Most of my committee assignments were related to forestry, state and national parks and the California Department of Fish and Wildlife. My experience representing all of Del Norte County with all of these agencies is that they have mostly changed their attitudes in swing with preservationists efforts to influence environmental law to favor their save everything attitude. Some of their efforts had merit in today’s world but so many were overkill.

In the last 30 to 40 years we have had so much private ownership purchased through groups like Save the Redwoods League and other non-profits, then turned over to the forest service, Bureau of Land Management or the state and national parks. This is taking tremendous volumes of land off our tax rolls that support our communities.

One such purchase in 2002 was the Miller-Rellim sale of its mill site and 25,000 acres of various stages of redwoods to Save the Redwoods League and awarded to California State Parks and the National Park Service. The county received a $5 million mitigation out of a $61 million sale.

I was chairman of the Del Norte County Board of Supervisors and was assisted by Supervisor David Finigan, County Counsel Bob Black and Del Norte County Assessor Jerry Cochran.

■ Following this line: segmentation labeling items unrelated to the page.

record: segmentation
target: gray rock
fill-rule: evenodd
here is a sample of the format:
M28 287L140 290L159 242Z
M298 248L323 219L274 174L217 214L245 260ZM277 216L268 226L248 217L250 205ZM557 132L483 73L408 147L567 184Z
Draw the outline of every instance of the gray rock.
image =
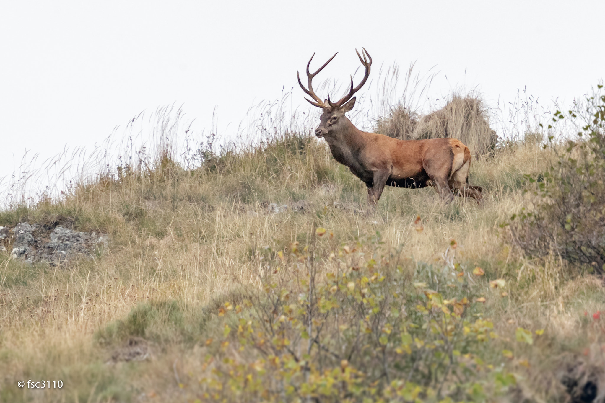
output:
M79 232L60 225L52 230L38 224L21 222L12 229L14 242L11 257L33 263L46 261L51 266L68 263L77 257L90 257L106 247L106 234Z
M277 205L275 203L271 203L267 207L267 210L269 210L269 213L273 213L273 214L279 214L280 213L283 213L288 209L288 205L287 204L282 204L281 205Z

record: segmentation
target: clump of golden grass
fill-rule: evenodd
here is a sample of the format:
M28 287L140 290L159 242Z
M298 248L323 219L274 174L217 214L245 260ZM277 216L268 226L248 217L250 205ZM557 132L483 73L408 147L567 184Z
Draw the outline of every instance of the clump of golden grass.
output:
M194 383L203 372L217 307L257 289L275 252L304 245L320 226L336 243L378 230L406 258L440 268L479 266L487 280L506 279L506 298L478 280L491 292L486 309L499 334L514 340L518 326L544 328L549 341L514 352L511 365L523 376L546 365L544 352L554 356L600 340L597 333L578 336L577 329L590 324L583 321L584 311L605 311L602 289L560 262L527 260L501 236L500 224L525 202L523 175L540 172L552 158L539 144L474 161L471 181L486 189L482 206L460 199L444 205L431 189L389 188L368 216L364 187L322 143L285 132L255 144L204 154L195 169L185 169L163 144L152 160L139 155L146 164L104 172L63 198L0 213L0 225L70 222L112 237L107 250L69 267L28 266L0 254L0 399L184 398L180 384ZM266 201L290 208L273 214ZM302 211L294 211L294 202ZM414 224L419 215L422 231ZM283 272L296 267L293 262ZM148 341L150 358L113 363L114 352L132 337ZM17 387L28 379L60 379L64 386ZM533 386L538 397L554 393Z
M488 108L472 94L454 94L445 106L422 115L408 106L391 108L376 123L377 133L402 140L457 138L477 158L492 154L498 137L489 127Z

This was the first time that a county received such a mitigation.

My point in giving a little of this history is that we don’t have as a rural community much clout at the state and federal level.

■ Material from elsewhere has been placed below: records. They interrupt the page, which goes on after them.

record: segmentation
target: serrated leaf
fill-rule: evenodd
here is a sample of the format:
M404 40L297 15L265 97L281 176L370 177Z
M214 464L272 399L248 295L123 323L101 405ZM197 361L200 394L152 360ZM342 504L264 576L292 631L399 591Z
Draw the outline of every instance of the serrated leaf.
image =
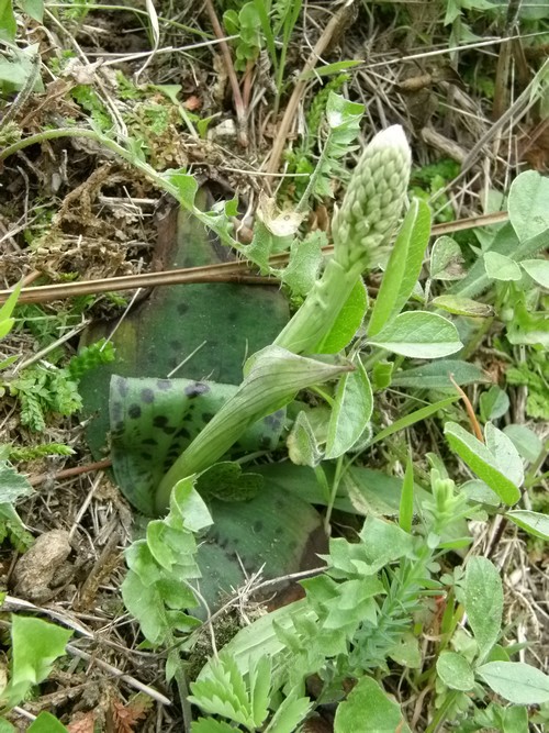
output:
M544 704L549 701L549 677L522 662L489 662L477 669L486 685L515 704Z
M360 359L356 370L339 378L326 437L326 458L350 451L368 425L372 410L372 388Z
M311 707L309 698L298 698L298 693L292 692L282 701L265 733L294 733Z
M451 236L439 236L430 249L429 275L434 280L460 280L464 276L462 262L459 244Z
M493 280L519 280L523 276L514 259L497 252L484 253L484 269Z
M549 290L549 262L547 259L523 259L520 266L533 280Z
M368 333L376 336L406 304L422 270L430 234L430 211L425 201L414 199L391 251Z
M468 315L469 318L488 318L494 314L494 309L488 303L478 300L462 298L461 296L438 296L430 301L432 306L453 315Z
M458 352L463 344L450 321L436 313L401 313L369 343L402 356L440 358Z
M393 374L391 384L395 387L411 387L414 389L453 390L450 374L460 387L490 381L486 373L474 364L460 362L459 359L440 359L405 371L397 371Z
M471 557L467 563L464 608L482 662L500 636L503 615L502 580L485 557Z
M518 487L503 473L494 455L474 435L455 422L447 422L445 435L459 457L497 493L506 504L515 504L520 499Z
M536 170L525 170L511 185L509 221L520 242L549 229L548 199L549 178Z
M505 517L534 537L549 541L549 517L527 509L512 509Z
M451 690L467 692L474 687L474 674L471 665L461 654L442 652L437 659L437 673L440 680Z

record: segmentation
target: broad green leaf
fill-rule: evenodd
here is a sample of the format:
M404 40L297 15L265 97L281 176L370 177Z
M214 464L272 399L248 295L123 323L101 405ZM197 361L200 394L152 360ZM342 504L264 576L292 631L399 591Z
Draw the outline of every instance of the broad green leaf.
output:
M68 729L52 715L52 713L43 711L26 729L26 733L67 733Z
M0 38L14 41L18 32L18 22L13 14L12 0L0 0Z
M359 533L369 574L377 573L388 563L404 557L412 552L413 542L407 532L397 524L378 517L367 517ZM332 543L330 543L332 547Z
M350 296L339 311L334 325L318 346L316 354L337 354L352 341L368 308L368 293L362 280L350 291Z
M474 687L474 674L471 665L461 654L442 652L437 659L437 673L440 680L451 690L467 692Z
M176 484L171 492L170 509L183 520L188 532L200 532L212 524L212 515L200 493L193 488L191 478L183 478Z
M422 270L430 234L430 211L414 199L399 231L381 281L368 333L376 336L406 304Z
M546 290L549 290L549 262L547 259L523 259L522 267Z
M489 662L477 674L496 695L515 704L549 702L549 677L529 664Z
M392 380L393 362L377 362L372 368L372 389L374 392L386 389Z
M322 247L327 244L324 232L311 232L300 241L292 242L290 262L282 270L273 270L293 296L306 296L316 281L322 265Z
M488 303L462 298L461 296L438 296L430 301L432 306L453 315L469 315L470 318L488 318L494 314L494 309Z
M339 377L326 438L326 458L338 458L350 451L368 425L373 398L370 380L360 359L355 371Z
M460 386L474 385L477 382L490 381L485 371L474 364L460 362L459 359L441 359L430 364L397 371L393 375L391 384L394 387L411 387L414 389L448 389L455 390L449 375Z
M111 378L111 457L119 487L134 507L154 515L164 474L237 389L191 379ZM279 411L251 425L235 449L273 449L282 427Z
M191 733L235 733L235 729L223 720L199 718L192 721Z
M235 460L220 460L197 477L197 491L206 501L248 501L262 488L259 474L246 474ZM183 514L184 515L184 514Z
M25 476L0 460L0 503L11 503L22 497L29 497L33 490Z
M251 662L248 673L249 697L255 721L264 721L269 712L271 659L267 655Z
M43 0L19 0L21 10L30 15L33 20L42 23L42 18L44 15L44 2Z
M528 733L528 709L513 706L503 710L503 733Z
M171 184L177 190L177 199L182 207L188 210L194 208L194 199L199 185L194 176L186 173L184 169L169 168L164 170L161 177Z
M497 252L484 253L484 268L492 280L519 280L523 277L516 262Z
M406 473L402 482L401 506L399 511L399 525L404 532L412 532L414 520L414 465L408 456Z
M463 344L453 323L436 313L401 313L369 343L402 356L440 358L458 352Z
M464 276L461 247L451 236L439 236L430 249L429 276L434 280L460 280Z
M389 437L390 435L393 435L394 433L397 433L399 431L404 430L405 427L410 427L410 425L415 425L417 422L422 422L422 420L430 418L439 410L444 410L445 408L456 402L458 399L459 399L458 395L453 397L447 397L445 400L439 400L438 402L434 402L433 404L427 404L427 407L425 408L419 408L419 410L414 410L414 412L410 412L407 415L404 415L404 418L395 420L391 425L388 425L386 427L381 430L377 435L372 437L372 440L370 441L370 445L379 443L380 441L384 441L385 437Z
M492 385L488 391L481 393L479 406L482 420L485 422L488 420L498 420L509 409L509 398L501 387Z
M512 509L505 517L535 537L549 541L549 517L527 509Z
M502 580L485 557L471 557L467 563L463 606L482 662L500 636L503 614Z
M345 371L349 371L346 365L324 364L280 346L268 346L254 354L245 365L245 378L237 391L163 478L156 493L157 511L160 513L167 506L177 481L208 468L253 423L291 402L301 389L328 381Z
M287 445L290 460L298 466L311 466L314 468L323 458L323 453L316 442L313 427L303 410L300 411L294 420Z
M400 707L371 677L362 677L337 706L334 733L410 733Z
M459 457L506 504L515 504L520 499L518 487L505 475L495 456L474 435L455 422L447 422L445 435Z
M525 460L534 463L538 459L539 454L544 449L544 444L537 433L526 425L517 425L515 423L505 425L503 432L507 437L511 437L516 449Z
M54 662L65 654L71 635L71 631L42 619L12 615L13 671L7 688L12 706L19 704L33 685L46 679Z
M488 504L489 507L500 506L500 497L497 493L492 491L484 481L481 481L478 478L462 484L460 486L460 491L462 491L470 501L477 501L478 503Z
M509 221L520 242L549 229L549 178L536 170L525 170L509 189Z
M513 441L491 422L484 426L486 448L495 457L500 470L509 478L515 486L524 481L523 460L515 448Z
M363 64L363 60L356 58L352 60L335 62L334 64L326 64L325 66L318 66L311 71L305 71L300 76L300 80L314 79L317 76L330 76L332 74L341 74L347 69L351 69L355 66L360 66Z
M513 226L507 222L495 235L490 252L495 252L507 257L513 257L515 262L520 262L531 257L540 249L547 247L547 233L541 232L536 236L519 242ZM464 298L477 298L481 292L491 287L491 280L486 275L484 267L484 257L479 257L469 270L467 277L450 288L450 292Z
M326 119L330 127L341 126L346 120L359 121L365 113L365 105L360 102L351 102L343 95L330 91L326 102Z
M292 691L278 708L265 733L294 733L311 707L309 698L299 698L298 692Z

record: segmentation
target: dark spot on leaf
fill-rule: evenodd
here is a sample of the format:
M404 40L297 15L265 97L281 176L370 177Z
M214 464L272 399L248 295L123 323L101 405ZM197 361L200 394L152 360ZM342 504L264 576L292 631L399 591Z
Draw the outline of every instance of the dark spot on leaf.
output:
M180 427L176 433L176 437L184 437L188 441L191 437L191 434L187 427Z
M111 402L111 418L114 422L120 422L122 420L121 402Z
M199 395L205 395L209 391L210 387L201 381L194 381L192 385L189 385L189 387L184 388L184 393L191 400L194 397L199 397Z
M141 390L141 399L142 399L144 402L149 402L149 403L150 403L150 402L154 402L154 401L155 401L155 393L154 393L154 391L153 391L152 389L149 389L148 387L146 387L145 389L142 389L142 390Z
M122 397L127 395L127 381L124 379L124 377L116 377L116 389L122 395Z

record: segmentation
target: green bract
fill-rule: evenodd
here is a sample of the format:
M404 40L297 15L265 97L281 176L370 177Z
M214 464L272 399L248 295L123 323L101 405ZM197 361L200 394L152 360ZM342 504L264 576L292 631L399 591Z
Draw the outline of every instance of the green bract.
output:
M362 153L332 223L334 257L345 269L371 267L386 254L404 204L412 154L404 131L392 125Z

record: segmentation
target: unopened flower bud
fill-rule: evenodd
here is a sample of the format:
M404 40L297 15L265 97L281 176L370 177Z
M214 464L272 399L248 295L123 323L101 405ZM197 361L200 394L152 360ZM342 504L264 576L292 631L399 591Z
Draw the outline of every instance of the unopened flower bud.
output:
M383 259L402 212L412 154L401 125L378 133L355 168L332 223L334 258L346 269Z

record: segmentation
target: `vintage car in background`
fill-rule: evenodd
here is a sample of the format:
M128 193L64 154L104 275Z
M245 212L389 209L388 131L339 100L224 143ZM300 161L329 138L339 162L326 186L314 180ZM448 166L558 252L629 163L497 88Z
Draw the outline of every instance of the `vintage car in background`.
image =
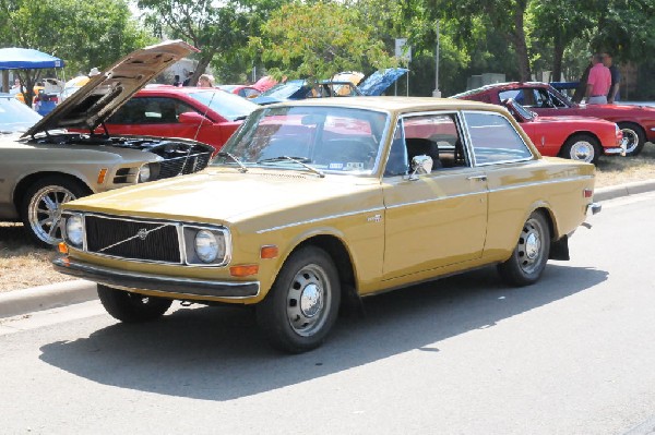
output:
M596 164L598 158L626 155L617 124L590 117L543 117L508 98L502 101L543 156Z
M290 80L271 87L253 98L252 102L264 106L306 98L380 96L407 71L409 70L406 68L389 68L383 71L376 71L358 85L346 80L337 80L352 76L359 83L361 77L357 73L346 72L335 74L332 80L318 82Z
M139 90L96 133L186 137L217 152L259 106L206 87L148 85Z
M498 265L569 258L594 166L541 157L499 106L323 98L254 111L205 170L64 204L61 273L114 317L174 300L254 305L278 349L318 347L340 305Z
M547 83L496 83L453 95L500 105L512 98L523 107L547 117L594 117L615 122L621 129L626 155L641 153L646 142L655 141L655 108L631 105L577 105Z
M195 141L93 133L152 77L194 50L182 41L136 50L44 118L1 97L0 220L22 220L35 241L56 244L62 203L206 167L214 148Z

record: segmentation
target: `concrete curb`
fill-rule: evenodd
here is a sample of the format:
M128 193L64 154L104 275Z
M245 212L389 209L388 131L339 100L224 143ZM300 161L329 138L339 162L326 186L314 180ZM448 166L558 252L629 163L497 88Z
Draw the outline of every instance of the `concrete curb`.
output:
M655 191L655 180L635 181L633 183L596 189L594 192L594 201L603 202L621 196L636 195L638 193L652 191Z
M0 293L0 318L97 299L96 283L78 279Z
M594 192L594 201L603 202L621 196L655 191L655 179L638 181ZM58 282L0 293L0 318L20 316L34 311L50 310L97 299L96 285L83 279Z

I would like to revert over to the real reason for this story. The current Chetco Bar Fire started in the Kalmiopsis Wilderness Area east of Brookings as a lightning strike. The current philosophy in wilderness areas is let it burn. It fits in well with the philosophy of “Fire is good.” This philosophy has resulted in record areas burned in wildfires, mostly in the western U.S.

We had in 1987 the Silver Fire north of Cave Junction, Oregon, which burned mostly in the Kalmiopsis Wilderness. No mechanized equipment could be used to fight the fire. Donny Mattz and I were broadcasting a Del Norte vs. Illinois Valley football game. Lucky enough by game time, cool air of the evening moved in and cleared the smoke out. They were not allowed to log single trees and many trees rotted in time and ended up on the ground with thousands of snags left standing.

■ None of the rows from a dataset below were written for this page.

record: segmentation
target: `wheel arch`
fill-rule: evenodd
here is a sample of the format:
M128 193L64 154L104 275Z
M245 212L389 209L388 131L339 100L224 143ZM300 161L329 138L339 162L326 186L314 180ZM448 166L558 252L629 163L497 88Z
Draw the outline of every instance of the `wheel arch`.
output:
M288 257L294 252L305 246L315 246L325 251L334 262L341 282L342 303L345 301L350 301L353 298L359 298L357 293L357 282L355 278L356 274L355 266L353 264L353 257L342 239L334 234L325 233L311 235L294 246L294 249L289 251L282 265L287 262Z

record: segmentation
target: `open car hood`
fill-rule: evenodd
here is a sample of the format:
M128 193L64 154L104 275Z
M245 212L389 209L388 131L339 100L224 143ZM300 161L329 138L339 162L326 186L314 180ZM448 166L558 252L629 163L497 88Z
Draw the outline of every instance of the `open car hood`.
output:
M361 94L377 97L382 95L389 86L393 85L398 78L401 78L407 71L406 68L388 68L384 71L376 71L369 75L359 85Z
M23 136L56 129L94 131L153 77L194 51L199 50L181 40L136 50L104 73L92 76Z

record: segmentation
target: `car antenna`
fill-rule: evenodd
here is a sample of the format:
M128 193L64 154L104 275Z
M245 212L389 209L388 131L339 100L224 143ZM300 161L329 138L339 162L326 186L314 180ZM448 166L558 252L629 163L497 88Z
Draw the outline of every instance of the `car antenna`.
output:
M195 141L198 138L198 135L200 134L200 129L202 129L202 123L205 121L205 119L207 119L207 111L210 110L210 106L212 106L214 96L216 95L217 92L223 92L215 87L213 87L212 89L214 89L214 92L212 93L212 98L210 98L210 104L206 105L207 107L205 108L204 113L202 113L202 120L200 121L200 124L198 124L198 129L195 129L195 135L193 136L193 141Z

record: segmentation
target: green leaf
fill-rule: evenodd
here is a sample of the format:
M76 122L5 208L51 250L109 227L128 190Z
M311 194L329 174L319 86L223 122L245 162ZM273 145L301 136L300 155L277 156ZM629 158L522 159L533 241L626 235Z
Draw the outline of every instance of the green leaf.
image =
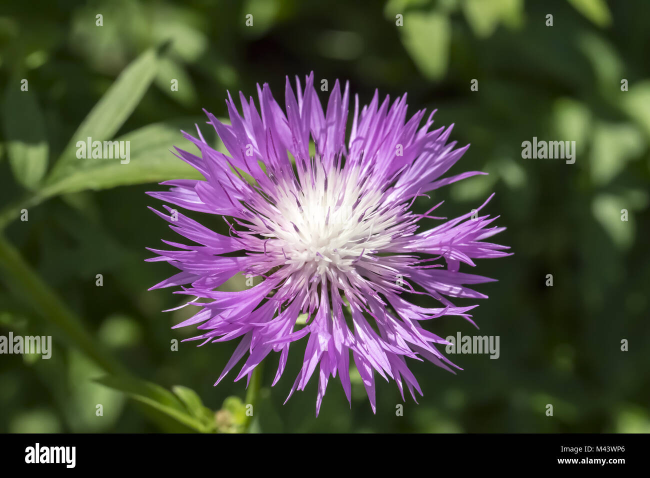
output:
M620 105L623 110L643 128L650 139L650 80L644 80L630 86L629 91L621 92Z
M603 185L623 170L627 163L641 157L645 138L633 124L599 122L593 129L591 149L592 180Z
M451 40L449 18L437 12L407 12L399 29L404 47L422 73L432 80L444 76Z
M140 103L156 77L162 48L151 49L136 59L120 74L72 135L48 181L60 178L77 157L77 141L112 139Z
M178 82L178 89L172 90L172 80ZM192 78L182 64L169 58L161 59L156 75L156 85L174 101L188 106L196 101L196 90Z
M124 392L134 400L161 412L182 425L202 432L211 430L188 414L183 403L171 392L159 385L125 377L111 375L96 380L110 388Z
M612 14L604 0L569 0L569 3L599 27L606 27L612 23Z
M477 36L491 35L499 23L511 27L523 21L522 0L465 0L463 10L467 23Z
M47 169L47 141L36 96L21 91L18 79L7 85L2 112L7 153L16 181L34 189Z
M66 175L48 183L42 194L50 197L86 189L107 189L173 179L200 179L200 173L170 152L174 144L187 142L181 129L191 131L193 122L192 120L176 120L155 123L128 133L117 139L129 142L128 163L122 164L119 157L82 159ZM126 143L124 144L125 152Z
M207 427L214 426L214 414L203 405L198 393L182 385L174 385L172 387L172 390L181 399L187 411L192 416L205 423Z

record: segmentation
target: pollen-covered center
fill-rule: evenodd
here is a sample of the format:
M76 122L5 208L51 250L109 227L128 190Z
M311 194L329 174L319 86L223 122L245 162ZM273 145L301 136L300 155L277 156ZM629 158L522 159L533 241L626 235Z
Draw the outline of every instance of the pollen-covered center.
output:
M306 272L347 272L389 243L384 233L390 219L381 208L382 192L365 184L358 168L315 169L300 178L300 189L278 185L279 214L268 245Z

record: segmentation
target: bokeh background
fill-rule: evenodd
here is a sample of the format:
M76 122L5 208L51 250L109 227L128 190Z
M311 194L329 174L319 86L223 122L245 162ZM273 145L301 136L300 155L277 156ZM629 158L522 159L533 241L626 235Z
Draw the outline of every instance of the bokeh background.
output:
M650 431L648 18L646 0L3 3L0 335L51 335L54 349L49 360L0 356L0 431ZM499 281L478 287L489 296L480 331L458 317L432 330L499 336L500 356L452 356L456 375L411 361L424 396L407 397L403 416L394 383L378 378L374 415L354 374L351 407L332 380L316 418L313 377L282 405L302 343L273 388L278 355L267 358L247 422L245 384L231 373L213 386L236 343L170 350L193 330L170 328L185 310L161 312L181 303L171 289L147 291L174 271L144 262L144 248L177 237L144 193L192 174L168 150L188 148L179 129L202 124L202 108L224 116L226 91L255 96L257 82L281 100L285 75L312 70L330 86L349 81L362 103L376 88L408 92L411 113L438 109L435 125L471 143L451 172L489 175L432 201L451 217L496 193L486 211L514 255L469 271ZM131 164L77 160L66 145L81 131L130 139ZM522 159L534 136L575 140L575 163Z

Let’s move to July 13, 2002 when a lightning storm formed south of Crescent City and swept northeast of town and up the North Fork of the Smith River. I was on the board of supervisors at the time representing District 3 where all the action was going to be.

CAL FIRE has a regional base in Fortuna, sharing that with Six Rivers National Forest. There were lightning strikes on the North Fork of the Smith River between Sourdough Campground and Brookings and south of Agnes on the Rogue River.

I received a call from both our local CAL FIRE office and the regional office in Fortuna, asking my help in tracking the events with them of the lack of effort to put out the fire southeast of Brookings. They showed me the reports of their helicopter ground crew, putting out a tree-top fire on the North Fork south of the border.

They had success in dousing it but saw smoke north of the border. They flew up and noticed a couple of trees ignited and burning. They called Fortuna Base, which contacted Siskiyou National Forest in Medford. The response was “Do not fight the fire” and return to base.

CAL FIRE officials were not happy campers with the issue and how they were being treated by Siskiyou National Forest and fire command. CAL FIRE fed me daily infrared pictures of the Brookings and Agnes fires. They were at least starting to fight the Agnes fire with helicopters and retardant bombers out of Medford.

I kept daily notes through the second week of August. Northwest winds pushed the fires extremely fast and the northern and southern fires converged on July 30. It roared south past the California border and by the first week of August, Low Divide was evacuated and Gasquet on evacuation notice.

It was only then that Tech Team 1 out of Colorado took control of the effort to fight the Biscuit Fire. It finally was a full-blown effort to control this fire. I will always value my experiences working with CAL FIRE.

On Oct. 2, 2002, I joined CAL FIRE in a congressional hearing in Grants Pass chaired by Greg Walden and Pete Defazio, congressmen from central and southwestern Oregon. They both had my records and CAL FIRE’s records as we testified what an experience this was for this country boy. In 2006, I testified in front of Walden in Washington D.C. on another matter. I consider Greg a top notch congressman.

The Chetco Bar Fire originated with a lightning strike east of Brookings in the Kalmiopsis Wilderness and started out as a quarter acre spot fire. It’s a natural occurrence in a wilderness so we don’t fight it. Thus the loss of 500,000 acres in the Biscuit Fire and the Chetco Bar Fire is currently at 180,000 acres and growing daily.

Yes we can change these rules of engagement in firefighting and limit wilderness fires.

Chuck Blackburn is a former Del Norte County supervisor and lives in Fort Dick.